Fifteen of NATO's 29 members have laid out plans to meet the alliance's defense spending goal by 2024, overall increasing spending by $46 billion, Secretary-General Jens Stoltenberg said.
"This is substantial progress, and a good start," he said on February 13 ahead of a NATO defense ministers meeting in Brussels this week. "After years of decline, since 2014 we have seen three years of increasing defense spending across European allies and Canada."
Stoltenberg's comments come as U.S. Defense Secretary Jim Mattis is expected to pressure U.S. allies in Europe to increase military spending to levels targeted by NATO, fulfilling a key commitment sought by U.S. President Donald Trump.
NATO has set a goal of each member spending 2 percent of their gross domestic product on defense, but until recently only a few of NATO's 29 members met that target.
Stoltenberg said that in 2014, only three allies met the goal, but the number has increased to eight this year. The increase in the last four years has added $19 billion to spending on weapons and equipment for the alliance, he said.
An additional seven NATO members have laid out plans to meet the goal by 2024, he said.
"This should lead to significant improvements in our forces and their readiness," he said, "but we still have a long way to go."
According to NATO, Britain, Greece, Romania, Estonia, Latvia, and Lithuania have met the 2 percent goal, while France and Turkey are among the countries set to reach it soon.
France is envisioning a dramatic increase in spending of more than one-third by 2025. But important NATO members remain far short of the goal.
A large projected increase in military spending by Germany will not be enough to take Berlin up to 2 percent by 2024. Spain, Belgium, and Italy also have said they will not meet the target by 2024.

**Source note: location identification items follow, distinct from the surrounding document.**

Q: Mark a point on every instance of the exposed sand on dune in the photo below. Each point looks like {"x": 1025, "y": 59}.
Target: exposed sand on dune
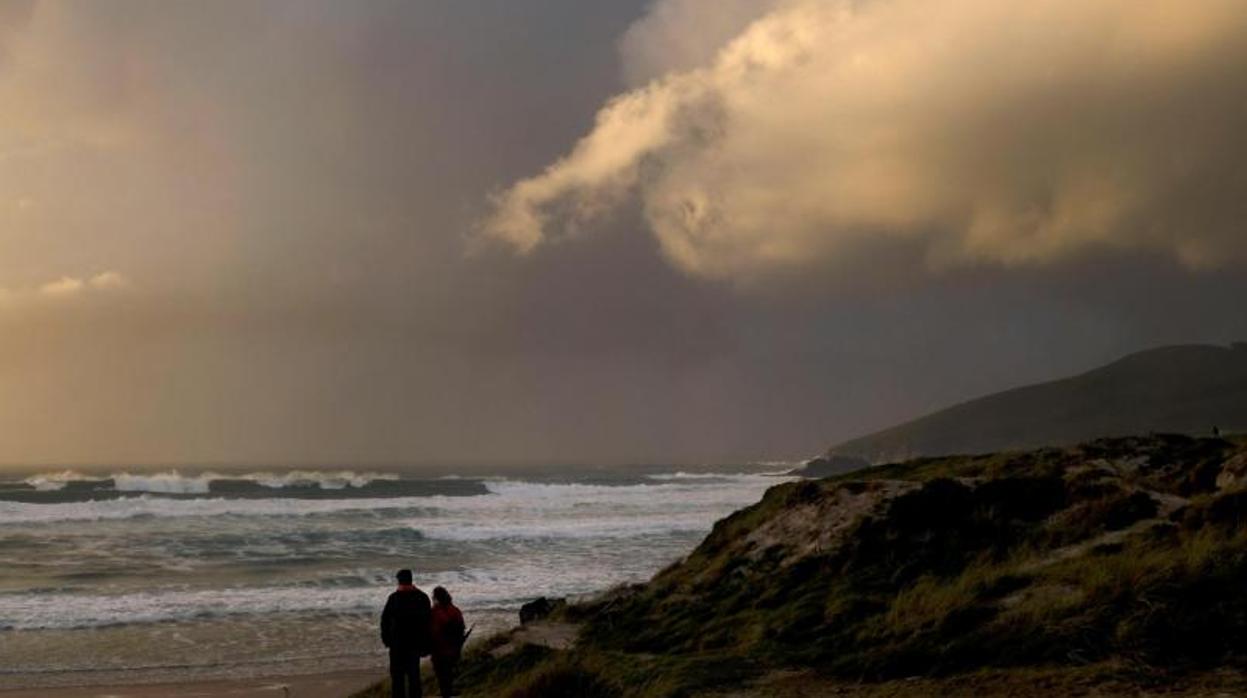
{"x": 318, "y": 686}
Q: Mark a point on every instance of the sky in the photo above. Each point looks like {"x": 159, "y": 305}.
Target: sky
{"x": 554, "y": 231}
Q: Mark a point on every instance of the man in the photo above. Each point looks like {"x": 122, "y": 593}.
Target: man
{"x": 405, "y": 632}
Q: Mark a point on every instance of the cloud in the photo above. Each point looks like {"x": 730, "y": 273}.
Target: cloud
{"x": 66, "y": 287}
{"x": 978, "y": 131}
{"x": 62, "y": 287}
{"x": 109, "y": 281}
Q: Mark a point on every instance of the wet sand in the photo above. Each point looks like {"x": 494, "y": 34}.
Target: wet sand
{"x": 316, "y": 686}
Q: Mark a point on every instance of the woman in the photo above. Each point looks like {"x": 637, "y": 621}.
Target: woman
{"x": 447, "y": 626}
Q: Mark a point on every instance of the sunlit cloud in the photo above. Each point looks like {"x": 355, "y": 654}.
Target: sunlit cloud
{"x": 980, "y": 132}
{"x": 66, "y": 288}
{"x": 62, "y": 287}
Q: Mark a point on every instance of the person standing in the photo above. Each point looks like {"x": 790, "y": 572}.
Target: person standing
{"x": 447, "y": 628}
{"x": 405, "y": 632}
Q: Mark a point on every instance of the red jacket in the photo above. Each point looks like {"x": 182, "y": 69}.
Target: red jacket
{"x": 447, "y": 626}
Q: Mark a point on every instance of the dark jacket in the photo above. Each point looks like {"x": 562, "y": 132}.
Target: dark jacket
{"x": 448, "y": 631}
{"x": 405, "y": 621}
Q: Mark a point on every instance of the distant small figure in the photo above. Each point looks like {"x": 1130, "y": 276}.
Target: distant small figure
{"x": 448, "y": 640}
{"x": 405, "y": 632}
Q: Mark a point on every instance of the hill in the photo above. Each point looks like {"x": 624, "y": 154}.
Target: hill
{"x": 1182, "y": 389}
{"x": 1111, "y": 567}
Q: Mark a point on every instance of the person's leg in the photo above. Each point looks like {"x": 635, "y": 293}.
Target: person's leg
{"x": 413, "y": 672}
{"x": 398, "y": 674}
{"x": 447, "y": 677}
{"x": 439, "y": 669}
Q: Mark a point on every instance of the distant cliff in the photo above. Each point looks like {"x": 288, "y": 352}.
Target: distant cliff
{"x": 1184, "y": 389}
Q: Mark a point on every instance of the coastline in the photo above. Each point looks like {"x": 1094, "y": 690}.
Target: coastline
{"x": 331, "y": 684}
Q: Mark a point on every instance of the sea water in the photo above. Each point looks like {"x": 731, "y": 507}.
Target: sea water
{"x": 135, "y": 576}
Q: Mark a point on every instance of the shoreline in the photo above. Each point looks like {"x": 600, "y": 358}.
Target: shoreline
{"x": 329, "y": 684}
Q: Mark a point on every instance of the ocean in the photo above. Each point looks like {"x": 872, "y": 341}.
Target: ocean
{"x": 152, "y": 576}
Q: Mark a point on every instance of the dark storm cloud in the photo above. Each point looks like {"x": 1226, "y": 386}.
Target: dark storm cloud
{"x": 236, "y": 231}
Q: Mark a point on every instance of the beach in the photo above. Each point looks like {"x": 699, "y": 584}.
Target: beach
{"x": 336, "y": 684}
{"x": 225, "y": 580}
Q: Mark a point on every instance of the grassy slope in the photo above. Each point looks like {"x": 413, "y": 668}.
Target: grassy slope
{"x": 1174, "y": 389}
{"x": 1115, "y": 564}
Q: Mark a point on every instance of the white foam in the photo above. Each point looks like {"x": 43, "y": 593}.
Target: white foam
{"x": 173, "y": 482}
{"x": 163, "y": 482}
{"x": 326, "y": 480}
{"x": 520, "y": 541}
{"x": 54, "y": 481}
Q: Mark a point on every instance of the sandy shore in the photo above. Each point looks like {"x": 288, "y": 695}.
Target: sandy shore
{"x": 316, "y": 686}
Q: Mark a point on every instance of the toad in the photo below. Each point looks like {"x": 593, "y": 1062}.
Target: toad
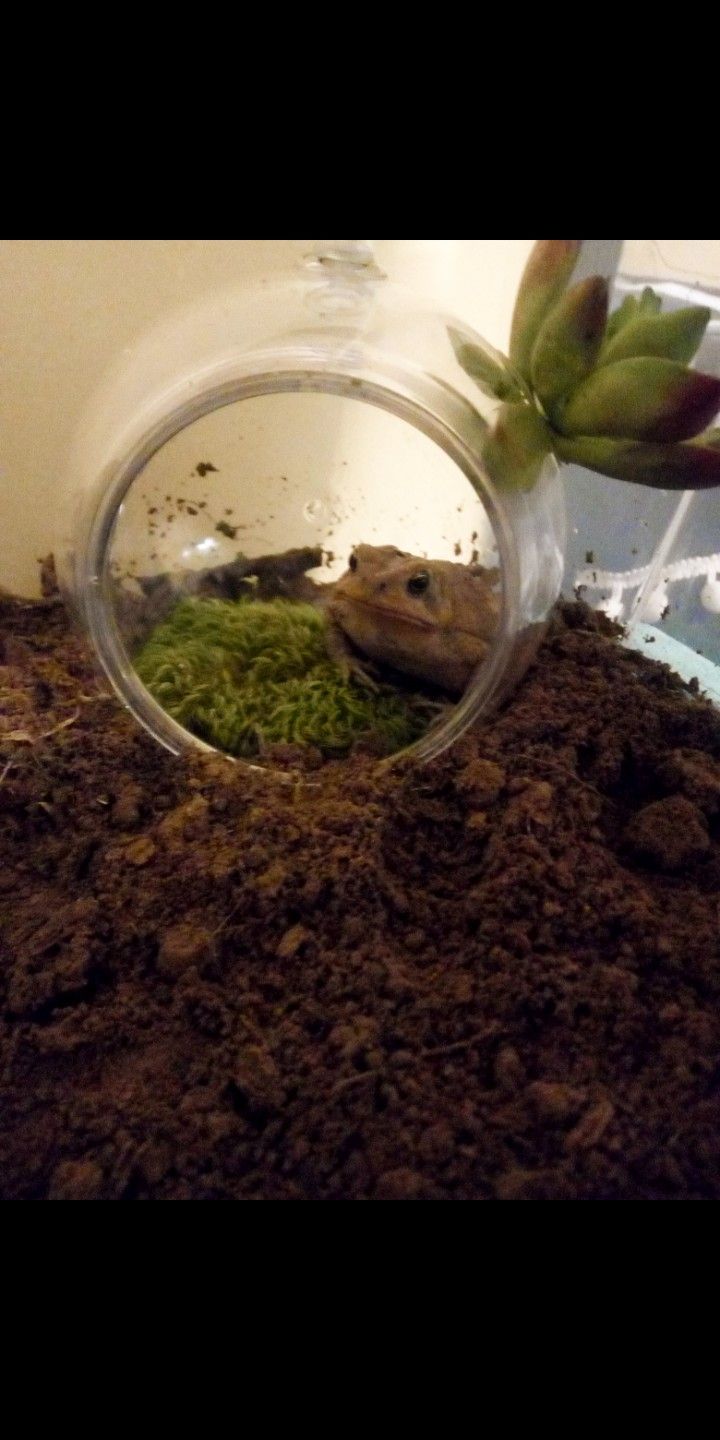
{"x": 431, "y": 619}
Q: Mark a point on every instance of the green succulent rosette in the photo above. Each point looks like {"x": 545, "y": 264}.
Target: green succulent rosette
{"x": 612, "y": 392}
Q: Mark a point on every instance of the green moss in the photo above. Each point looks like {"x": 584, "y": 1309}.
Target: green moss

Trump has since taking office last year pushed hard for greater burden-sharing by Europe and Canada. The United States for decades has borne the biggest defense budgets and accounted for the lion's share of NATO spending.
U.S. Ambassador to NATO Kay Bailey Hutchison said on February 13 that Washington will continue to push for higher spending by NATO partners.
"We talk 2 percent, but that's because in the overall, that is what we need to have the capabilities and the ability to withstand any kind of threat," Hutchinson said.
Mattis is also expected to take a tough stance at the NATO gathering, said Katie Wheelbarger, principal U.S. deputy assistant secretary of defense for international security affairs.
"He will address those who don't have national plans to meet 2 percent and suggest they really need to develop those plans," she told reporters on February 13.
U.S. officials say Trump set an example this week by proposing a $1.7 billion increase in U.S. military spending in Europe in his 2019 budget.